State Flow Machine: 62% Accuracy on Long Sequences

A developer has built State Flow Machine (SFM), a non-transformer architecture designed for tasks requiring state tracking across long sequences. The model runs on a single Huawei Ascend 910 ProA NPU and addresses transformers' limitations in simulating processes step-by-step when sequences exceed training lengths.

Architecture Details

Instead of attention heads, SFM uses a bank of explicit memory slots (small fixed-size vectors). At each token, a gating mechanism decides which slots to update and how.
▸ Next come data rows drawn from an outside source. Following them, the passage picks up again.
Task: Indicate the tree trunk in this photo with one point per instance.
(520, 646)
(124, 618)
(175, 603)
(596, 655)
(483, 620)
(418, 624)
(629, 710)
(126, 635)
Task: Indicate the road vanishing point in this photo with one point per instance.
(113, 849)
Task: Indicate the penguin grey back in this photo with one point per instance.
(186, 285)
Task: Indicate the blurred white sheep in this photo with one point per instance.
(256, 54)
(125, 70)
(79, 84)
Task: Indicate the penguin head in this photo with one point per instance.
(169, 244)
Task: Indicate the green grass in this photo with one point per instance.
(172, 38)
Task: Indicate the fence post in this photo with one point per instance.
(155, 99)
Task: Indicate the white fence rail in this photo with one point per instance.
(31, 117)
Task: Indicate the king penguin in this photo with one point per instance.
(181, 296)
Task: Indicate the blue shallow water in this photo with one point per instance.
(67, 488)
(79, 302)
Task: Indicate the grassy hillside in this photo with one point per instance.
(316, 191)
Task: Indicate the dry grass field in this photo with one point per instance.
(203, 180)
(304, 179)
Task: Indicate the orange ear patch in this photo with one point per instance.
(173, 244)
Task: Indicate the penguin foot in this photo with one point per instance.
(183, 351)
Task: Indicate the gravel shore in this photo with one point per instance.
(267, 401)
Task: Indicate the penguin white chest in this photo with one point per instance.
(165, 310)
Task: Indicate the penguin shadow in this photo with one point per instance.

The model reads from slots, computes an update, and writes back, functioning like a tiny differentiable register file. This approach is related to DeltaNet, Linear Attention, and state-space models (Mamba, RWKV) but more explicit—slots are directly addressable and updated via learned gates rather than being an implicit recurrent state.

Benchmark Setup

The synthetic program state tracking benchmark involves sequences like x = 42; x += 17; x -= 8; x *= 2; ... where the model must predict the final value of x (integer 0–100, framed as 101-class classification).
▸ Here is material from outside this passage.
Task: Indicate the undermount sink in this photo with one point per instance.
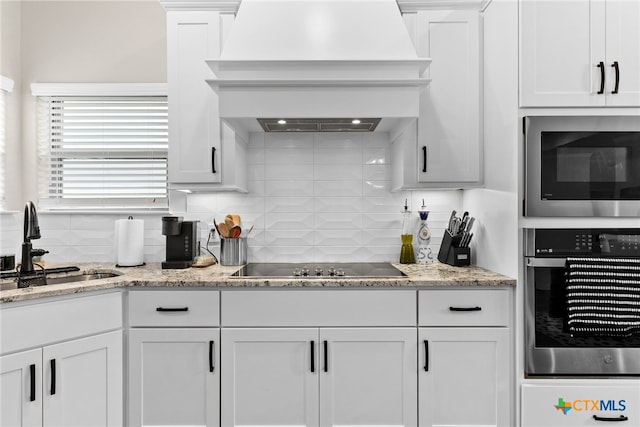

Training data: 10,000 programs with 10–27 operations, hard difficulty (all ops: add, subtract, multiply, integer divide, modulo, set), seed 42
Validation: 1,000 programs, same distribution
Evaluation: test at 1× (in-distribution), 2×, 4×, 8×, 16×, and 32× the training program length

Results

Exact Match Accuracy:

1× (10 ops): State Slots 99.9%, Transformer-Fair 100.0%, Transformer-Large 100.0%
2× (20 ops): State Slots 92.9%, Transformer-Fair 99.0%, Transformer-Large 99.5%
4× (40 ops): State Slots 62.0%, Transformer-Fair 1.9%, Transformer-Large 3.1%
8× (80 ops): State Slots 35.3%, Transformer-Fair 1.3%, Transformer-Large 1.0%
16× (160 ops): State Slots 5.1%, Transformer-Fair 0.9%, Transformer-Large 0.7%
32× (320 ops): State Slots 5.0%, Transformer-Fair 1.0%, Transformer-Large 0.8%

Generalization ratio (accuracy retention):

State Slots: 4×/1× = 0.62×, 8×/1× = 0.35×
Transformer-Fair: 4×/1× = 0.02×, 8×/1× = 0.01×
Transformer-Large: 4×/1× = 0.03×, 8×/1× = 0.01×

Mean Absolute Error at extrapolation lengths (scale 0–100):

4×: State Slots 14.03, Transformer-Fair 40.33, Transformer-Large 36.76
8×: State Slots 26.73, Transformer-Fair 41.71, Transformer-Large 41.19

The transformers are essentially guessing randomly at 4× and beyond (MAE ~40 on a 0–100 scale is close to the expected error of a uniform random guess), while State Slots continues making meaningful predictions.